«Me aburro, me aburro, me aburro.»
El tiempo se hacía eterno. No podía decir ya si llevaba horas, días o meses allí abajo, sin más luz que el tenue resplandor del campo mágico de agua, si más compañía que su cuerpo. El plexus cercano impedía que cayera en narcosis, pero era demasiado débil como para permitirle desplazarse.
«Me aburro, me aburro, me aburro.»
Hay que ver cómo pueden torcerse las cosas en un segundo. Y mira que habían empezado bien, después de que Pírixis encontrara a sus Hijos y, con ellos, a su perdida hermeteca. Hablando con ellos, consultando los libros y juntándolos con los retazos de información proporcionadas por la visión en el agua de roble, habían encontrado con rapidez el sitio donde, esperaban, los dos druidas habían escondido su extraño libro.
Habrá quien diga que seguir visiones proféticas es de locos, pero la cueva estaba allí. Y las trampas, también. Y los acertijos les sirvieron para sortearlas, como la de la mano en la encrucijada. Y luego habían llegado a ese callejón sin salida y se habían dado cuenta de que los huecos en la pared que les cerraba el paso representaban el cielo nocturno. Y la respuesta al siguiente acertijo era «Perro», sin duda, pero… ¡Hay dos perros, el mayor y el menor! ¿Cuál de ellos sería la respuesta? ¿Qué pasaría si fallaban?
Por si las moscas, se había hecho un arnés con las cuerdas que traían y se había atado sólidamente a las gruesas raíces que flanqueaban la pared, y también le había dejado todo su equipo (armas, conjuros, estasis) a Pírixis. Atada (o, mejor dicho, atado, pues su simulacro era masculino) había ido introduciendo clavijas en los agujeros correspondiente a Canis Maior. Que era la respuesta incorrecta. Hubo un sonido como de engranajes, cadenas y contrapesos y el suelo se había abierto en dos, descubriendo la habitual trampa de foso y estacas (como hemos dicho alguna vez, debían fabricarlas en serie). ¡Ja!

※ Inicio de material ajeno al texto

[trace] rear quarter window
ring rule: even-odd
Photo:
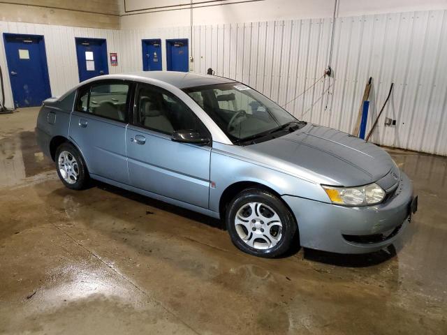
[[[60,108],[66,112],[71,112],[73,110],[73,105],[75,103],[75,96],[76,96],[76,91],[73,91],[67,96],[64,98],[59,102]]]

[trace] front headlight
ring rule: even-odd
[[[334,204],[345,206],[366,206],[381,202],[386,193],[375,183],[358,187],[321,186]]]

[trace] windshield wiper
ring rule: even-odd
[[[270,135],[270,132],[260,133],[258,134],[247,136],[247,137],[240,138],[239,140],[236,140],[235,141],[233,141],[233,142],[236,144],[242,143],[244,142],[247,142],[247,141],[256,140],[257,138],[263,137],[264,136],[267,136],[269,135]]]
[[[255,135],[252,135],[251,136],[248,136],[247,137],[244,137],[244,138],[240,138],[239,140],[234,140],[233,142],[235,144],[240,144],[240,143],[243,143],[244,142],[248,142],[248,141],[252,141],[254,140],[256,140],[258,138],[261,138],[261,137],[264,137],[265,136],[270,136],[272,137],[273,137],[274,136],[272,135],[273,133],[276,133],[277,131],[281,131],[281,129],[284,129],[286,128],[288,126],[290,126],[291,124],[301,124],[302,123],[302,121],[292,121],[291,122],[288,122],[285,124],[283,124],[282,126],[279,126],[277,128],[275,128],[274,129],[272,129],[271,131],[264,131],[263,133],[260,133],[258,134],[255,134]],[[296,131],[299,128],[293,128],[293,131]]]
[[[286,128],[287,128],[288,126],[290,126],[292,124],[298,124],[299,122],[297,122],[296,121],[292,121],[291,122],[287,122],[285,124],[283,124],[282,126],[279,126],[278,128],[275,128],[274,129],[273,129],[272,131],[270,131],[269,132],[269,134],[272,134],[273,133],[276,133],[277,131],[281,131],[283,129],[285,129]],[[298,129],[298,128],[297,128]],[[295,131],[296,131],[297,129],[294,129]]]

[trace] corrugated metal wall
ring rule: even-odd
[[[280,105],[320,77],[332,20],[193,27],[194,70],[241,80]],[[142,69],[141,39],[189,38],[189,27],[120,31],[123,70]],[[447,155],[447,12],[402,13],[336,20],[334,77],[318,81],[286,109],[300,119],[351,132],[365,84],[374,78],[368,128],[395,89],[372,140]],[[385,117],[397,120],[386,127]]]
[[[3,33],[43,35],[48,63],[50,84],[52,94],[54,96],[65,93],[79,83],[75,37],[105,38],[108,52],[117,52],[119,55],[120,54],[118,30],[0,21],[0,66],[3,69],[5,81],[5,105],[8,107],[12,107],[13,103],[6,66]],[[118,64],[119,66],[110,66],[109,60],[109,73],[121,72],[119,59]]]

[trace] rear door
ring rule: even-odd
[[[3,34],[3,37],[14,106],[40,106],[51,96],[43,36]]]
[[[211,147],[171,140],[174,131],[205,126],[179,98],[149,84],[138,84],[135,117],[128,126],[131,185],[208,208]]]
[[[90,174],[129,184],[126,131],[130,83],[101,80],[78,90],[70,137],[78,144]]]

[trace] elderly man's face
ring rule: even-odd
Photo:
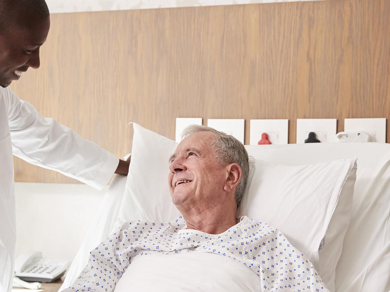
[[[215,135],[201,131],[190,135],[178,145],[171,159],[168,176],[173,203],[186,204],[219,203],[228,172],[218,162],[210,143]]]
[[[0,33],[0,86],[6,87],[29,67],[39,67],[39,47],[46,40],[50,26],[49,17],[34,18],[25,28]]]

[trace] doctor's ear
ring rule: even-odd
[[[242,175],[242,170],[240,165],[236,163],[228,165],[227,170],[226,180],[223,189],[228,192],[237,187]]]

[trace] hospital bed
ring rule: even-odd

La sonrisa desdeñosa tornose en grito de pánico cuando el arnés cedió. La caída fue breve, aunque se hizo eterna y terminó con un chof definitivo que marcaba el fin de la vida del pobre teólogo que había sido su simulacro desde Áquila. Sobre su cabeza, mientras intentaba liberarse del cuerpo muerto, la trampa se cerraba.
«Meaburromeaburromeaburro.»
Oscuridad y soledad inmaterial desde entonces. Atrapada en el pozo junto a su simulacro muerto, Menxar esperaba, agotando su paciencia a marchas forzadas, la vuelta de Pírixis. ¿Cuánto podía tardar en recorrer el cuarto de legua de túneles, subir el acantilado, ir ría adentro hasta la aldea, engañar a un pardillo y traérselo? Un momento… ¿Se lo habría comido por el camino y había tenido que volver a por otro? ¿La había echado el guante el Temple? ¿Cuánto tiempo llevaba ya ahí dentro? ¿Sería ya invierno?